Читаем «Крушение кумиров», или Одоление соблазнов полностью

Можно сказать, что само время актерствовало. Ведь на самой вершине государства, оказалось, нуждались в гениальном актере жизни— Григории Распутине, который изображал из себя святого старца и одновременно распутствовал. Его актерский талант сделал его первым человеком при императорской фамилии, а стало быть, и в России. Он был не одинок. Стоит указать на психологически однородный персонаж из элиты «Серебряного века» — на Максима Горького (отметим актерский псевдоним, с которым он прошел по жизни, да так, что люди забыли его настоящее имя: Алексей Пешков). Из простой пешки этот купеческий внук добрался до роли ферзя —«величайшего пролетарского писателя первого в мире социалистического государства». Уже упомянутый Клаус Манн вспоминал о своем визите к классику соцреализма после Первого съезда советских писателей: «Прием в доме Горького. Писатель, познавший и изобразивший крайнюю бедность, мрачнейшую нищету, жил в княжеской роскоши; дамы его семьи принимали нас в парижских туалетах; угощение за его столом отличалось азиатской пышностью» [387]. Не случайно Иван Бунин самой характерной чертой Горького считал его бесконечное актерство: «Горький оставил после себя невероятное количество своих портретов всех возрастов вплоть до старости, просто поразительных по количеству актерских поз и выражений, <…> он вообще ни минуты не мог побыть на людях без актерства, без фразерства» [388].

Эти позы, маски в восприятии современников срастались с образом поэта, как, скажем, «желтая кофта» с ранним Маяковским. Некоторые старательно создавали свой образ, например Валерий Брюсов. Маргарита Волошина вспоминала о нем: «Черные густые брови, широкие скулы — московский купец, стилизующийся под Клингзора» [389]. Замечу здесь, что Клингзор — Черный маг из цикла средневековых романов о Граале — был весьма популярным персонажем в мифопоэтике Серебряного века, а Брюсов и в жизни изображал мага.

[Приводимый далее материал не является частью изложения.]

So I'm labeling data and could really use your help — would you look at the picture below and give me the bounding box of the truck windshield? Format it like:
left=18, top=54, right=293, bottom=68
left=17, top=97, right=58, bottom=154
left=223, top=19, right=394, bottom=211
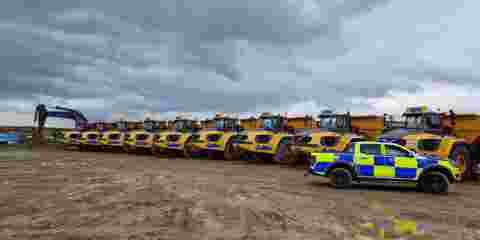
left=215, top=119, right=236, bottom=130
left=262, top=117, right=281, bottom=130
left=144, top=121, right=154, bottom=131
left=175, top=120, right=192, bottom=131
left=403, top=113, right=441, bottom=129
left=318, top=116, right=336, bottom=129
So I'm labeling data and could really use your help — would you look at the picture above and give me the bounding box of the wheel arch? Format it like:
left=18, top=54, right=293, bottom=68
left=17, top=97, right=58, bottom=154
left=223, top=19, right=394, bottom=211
left=420, top=166, right=455, bottom=183
left=325, top=162, right=356, bottom=178
left=222, top=133, right=237, bottom=147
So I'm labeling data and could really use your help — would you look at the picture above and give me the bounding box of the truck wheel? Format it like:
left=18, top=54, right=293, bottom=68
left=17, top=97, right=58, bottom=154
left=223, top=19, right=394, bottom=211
left=328, top=168, right=353, bottom=189
left=451, top=145, right=472, bottom=180
left=183, top=138, right=194, bottom=158
left=151, top=146, right=164, bottom=158
left=273, top=141, right=297, bottom=165
left=419, top=171, right=449, bottom=194
left=224, top=139, right=241, bottom=161
left=123, top=145, right=132, bottom=154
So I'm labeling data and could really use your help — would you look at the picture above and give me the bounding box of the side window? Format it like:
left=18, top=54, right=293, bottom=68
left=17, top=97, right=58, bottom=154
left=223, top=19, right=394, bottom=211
left=385, top=144, right=411, bottom=157
left=359, top=144, right=382, bottom=155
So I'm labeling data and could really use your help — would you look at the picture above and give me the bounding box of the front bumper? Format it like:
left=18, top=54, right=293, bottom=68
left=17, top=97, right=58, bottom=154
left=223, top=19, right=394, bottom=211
left=65, top=140, right=81, bottom=145
left=236, top=141, right=275, bottom=154
left=192, top=140, right=224, bottom=151
left=81, top=140, right=102, bottom=146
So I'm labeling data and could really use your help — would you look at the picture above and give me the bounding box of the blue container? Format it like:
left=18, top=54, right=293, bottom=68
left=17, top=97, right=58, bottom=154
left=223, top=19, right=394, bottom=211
left=0, top=132, right=20, bottom=144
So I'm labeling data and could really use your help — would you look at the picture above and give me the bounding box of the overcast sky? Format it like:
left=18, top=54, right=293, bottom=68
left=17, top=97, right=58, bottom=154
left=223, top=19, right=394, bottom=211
left=2, top=0, right=480, bottom=127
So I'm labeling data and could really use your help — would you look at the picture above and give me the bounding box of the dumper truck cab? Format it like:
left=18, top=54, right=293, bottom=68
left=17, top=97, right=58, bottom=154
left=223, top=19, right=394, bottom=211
left=308, top=141, right=460, bottom=193
left=79, top=122, right=104, bottom=151
left=63, top=130, right=82, bottom=149
left=123, top=119, right=166, bottom=154
left=99, top=121, right=128, bottom=151
left=289, top=110, right=366, bottom=165
left=236, top=112, right=295, bottom=161
left=378, top=106, right=472, bottom=178
left=152, top=117, right=201, bottom=158
left=190, top=113, right=244, bottom=160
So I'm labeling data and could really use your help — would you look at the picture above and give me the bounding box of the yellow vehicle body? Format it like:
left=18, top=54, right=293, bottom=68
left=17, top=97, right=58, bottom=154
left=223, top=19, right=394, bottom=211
left=292, top=111, right=378, bottom=164
left=237, top=130, right=292, bottom=155
left=294, top=131, right=364, bottom=155
left=152, top=131, right=196, bottom=157
left=99, top=130, right=125, bottom=150
left=351, top=115, right=386, bottom=140
left=378, top=106, right=475, bottom=179
left=123, top=130, right=154, bottom=153
left=192, top=130, right=237, bottom=152
left=79, top=130, right=103, bottom=150
left=63, top=130, right=82, bottom=147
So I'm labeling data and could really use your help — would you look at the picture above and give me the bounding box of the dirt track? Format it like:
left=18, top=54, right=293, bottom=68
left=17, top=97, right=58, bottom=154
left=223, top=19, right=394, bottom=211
left=1, top=147, right=480, bottom=240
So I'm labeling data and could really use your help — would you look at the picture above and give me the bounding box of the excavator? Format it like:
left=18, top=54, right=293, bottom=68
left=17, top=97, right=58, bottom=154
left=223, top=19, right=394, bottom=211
left=33, top=104, right=88, bottom=146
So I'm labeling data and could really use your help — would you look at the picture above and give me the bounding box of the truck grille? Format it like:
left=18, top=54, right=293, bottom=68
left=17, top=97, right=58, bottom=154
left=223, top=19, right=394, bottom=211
left=255, top=135, right=272, bottom=143
left=167, top=134, right=180, bottom=142
left=87, top=134, right=98, bottom=140
left=136, top=134, right=149, bottom=141
left=207, top=134, right=222, bottom=142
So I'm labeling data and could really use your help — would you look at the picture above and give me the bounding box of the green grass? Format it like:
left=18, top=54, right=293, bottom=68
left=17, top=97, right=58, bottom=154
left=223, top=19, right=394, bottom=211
left=0, top=144, right=33, bottom=161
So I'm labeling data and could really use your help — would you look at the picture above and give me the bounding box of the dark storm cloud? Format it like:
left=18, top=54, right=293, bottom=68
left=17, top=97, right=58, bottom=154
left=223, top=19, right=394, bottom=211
left=6, top=0, right=473, bottom=118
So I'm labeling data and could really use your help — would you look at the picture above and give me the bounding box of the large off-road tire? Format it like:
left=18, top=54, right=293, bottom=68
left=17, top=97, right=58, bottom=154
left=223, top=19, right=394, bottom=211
left=183, top=138, right=194, bottom=159
left=419, top=171, right=449, bottom=194
left=123, top=144, right=134, bottom=154
left=273, top=141, right=298, bottom=165
left=207, top=151, right=219, bottom=160
left=151, top=146, right=165, bottom=158
left=450, top=145, right=472, bottom=180
left=328, top=168, right=353, bottom=189
left=224, top=139, right=242, bottom=161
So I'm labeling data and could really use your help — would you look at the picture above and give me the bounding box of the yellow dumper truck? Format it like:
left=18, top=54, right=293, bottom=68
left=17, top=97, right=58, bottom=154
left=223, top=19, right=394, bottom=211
left=378, top=106, right=480, bottom=180
left=189, top=113, right=244, bottom=160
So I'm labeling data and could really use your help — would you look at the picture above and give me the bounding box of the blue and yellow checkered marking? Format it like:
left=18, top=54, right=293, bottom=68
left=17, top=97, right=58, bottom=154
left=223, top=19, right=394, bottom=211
left=311, top=152, right=443, bottom=180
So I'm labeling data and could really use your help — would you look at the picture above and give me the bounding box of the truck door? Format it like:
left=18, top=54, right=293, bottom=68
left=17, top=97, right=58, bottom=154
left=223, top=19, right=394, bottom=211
left=354, top=143, right=383, bottom=178
left=384, top=144, right=417, bottom=179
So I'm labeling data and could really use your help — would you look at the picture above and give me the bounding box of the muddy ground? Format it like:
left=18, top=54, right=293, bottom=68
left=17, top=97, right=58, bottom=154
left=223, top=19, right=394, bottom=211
left=1, top=146, right=480, bottom=240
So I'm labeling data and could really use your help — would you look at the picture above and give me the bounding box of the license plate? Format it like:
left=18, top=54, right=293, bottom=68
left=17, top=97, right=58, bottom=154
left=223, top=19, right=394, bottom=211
left=168, top=143, right=178, bottom=148
left=88, top=140, right=97, bottom=144
left=109, top=140, right=120, bottom=144
left=137, top=141, right=145, bottom=145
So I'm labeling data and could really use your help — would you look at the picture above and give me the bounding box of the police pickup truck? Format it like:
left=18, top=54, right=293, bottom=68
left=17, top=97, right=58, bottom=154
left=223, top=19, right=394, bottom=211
left=307, top=141, right=460, bottom=194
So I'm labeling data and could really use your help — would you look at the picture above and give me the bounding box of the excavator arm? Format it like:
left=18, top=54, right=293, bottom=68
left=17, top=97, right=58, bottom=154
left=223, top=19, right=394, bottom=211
left=33, top=104, right=89, bottom=145
left=34, top=104, right=88, bottom=129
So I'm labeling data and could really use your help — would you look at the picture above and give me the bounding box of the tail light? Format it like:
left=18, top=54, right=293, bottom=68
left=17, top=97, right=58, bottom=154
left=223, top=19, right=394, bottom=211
left=399, top=139, right=407, bottom=146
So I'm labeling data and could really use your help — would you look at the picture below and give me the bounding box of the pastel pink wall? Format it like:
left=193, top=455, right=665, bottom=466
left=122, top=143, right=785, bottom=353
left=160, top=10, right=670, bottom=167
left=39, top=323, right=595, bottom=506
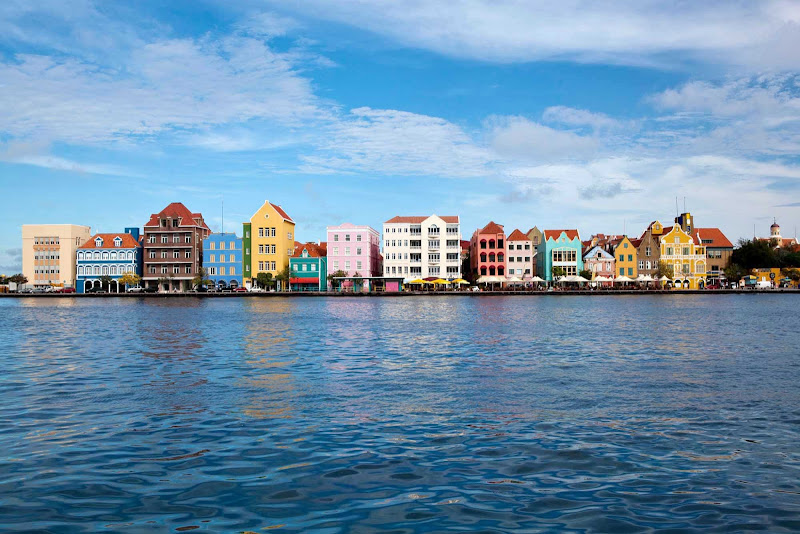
left=326, top=223, right=382, bottom=280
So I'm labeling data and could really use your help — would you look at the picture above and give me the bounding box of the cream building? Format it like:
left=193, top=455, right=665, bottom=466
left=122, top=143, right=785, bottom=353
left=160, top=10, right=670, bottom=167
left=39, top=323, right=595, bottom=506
left=382, top=215, right=461, bottom=280
left=22, top=224, right=92, bottom=288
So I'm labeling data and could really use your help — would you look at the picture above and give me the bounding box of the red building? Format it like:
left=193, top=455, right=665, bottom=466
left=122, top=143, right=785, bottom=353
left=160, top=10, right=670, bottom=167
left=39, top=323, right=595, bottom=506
left=142, top=202, right=211, bottom=292
left=470, top=221, right=506, bottom=277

Личинность, маска замещала лик человека.Об этом поразительное самоисследование Андрея Белого: «Что-то от “личины”приросло к лику индивидуума; в позднейших символизациях жизни и “Борис Николаевич”,и “Андрей Белый”,и “Унзер Фрейнд”вынужден был изживать свое сомосознающее “Я” не по прямому поводу, а в диалектике ритмизируемых вариаций “Я’личностей — личин, из которых ни одна не была “Я”;причина, почему “ Я’ не изживаемо в личности — личине, уже с семилетнего возраста — предмет мучительных раздумий» [390]. Вызывая в памяти прошлое, «Серебряный век», Анна Ахматова в поэме «Без героя» (кстати, удивительно точное название: там, где все личины, героя быть не может) ждет к себе друзей молодости, и они являются — масками:

Этот Фаустом, тот Дон — Жуаном,Дапертутто, Иоканааном,Самый скромный — северным Гланом,Иль убийцею Дорианом,И все шепчут своим ДианамТвердо выученный урок.

Вот такая была эта актерская, артистическая эпоха, тигель, в котором много чего плавилось и выплавилось. Разумеется, никакая эпоха не может даже вообразить следующую, идущую ей на смену. Но она придает будущему не просто тон, окраску, стиль. Очень часто стиль прошлой эпохи оказывается сутью, спецификой новой. Современники «Серебряного века» чувствовали установившийся артистический стиль, не сознавая его как нечто, имеющее сущностное значение. Тем более никто не ставил вопрос об актерстве как типе сознания, типе души,типе, имеющем глубоко философский и мировоззренческий смысл. Впрочем, я не прав, это попытался сделать Федор Степун.

Создавая свой трактат «Природа актерской души», Степун, как и положено человеку, прошедшему школу неокантианства и гуссерлианской феноменологии, опирался на свой выстраданный опыт, в духе «строгой науки»: «Я исхожу из самоанализа и стремлюсь не к исторически верному, но лишь к внутренне точному воображаемому портрету. Избранный метод я не только не считаю произвольным, я не считаю его и субъективным. Я уверен даже, что он в скрытом виде неизбежно лежит в основе всякого так называемого научно — объективного исторического исследования. Все научнообъективные ответы истории зависят в конечном счете от наших до — научных, внеисторических, личных убеждений» (ВиР, 38). Вместе с тем он, как видим, полагает, что из его анализа возможны исторические экстраполяции, так сказать, «научно — объективные вопросы к истории». Поэтому все дальнейшее изложение является по сути культурологическим прочтением (или попыткой культурологического прочтения) феноменологического текста. Впрочем, нечто подобное позволял себе и сам Степун, обращаясь к проблеме артистизма в своих историософских статьях и исследованиях, а также в мемуарах как к историко — культурному явлению.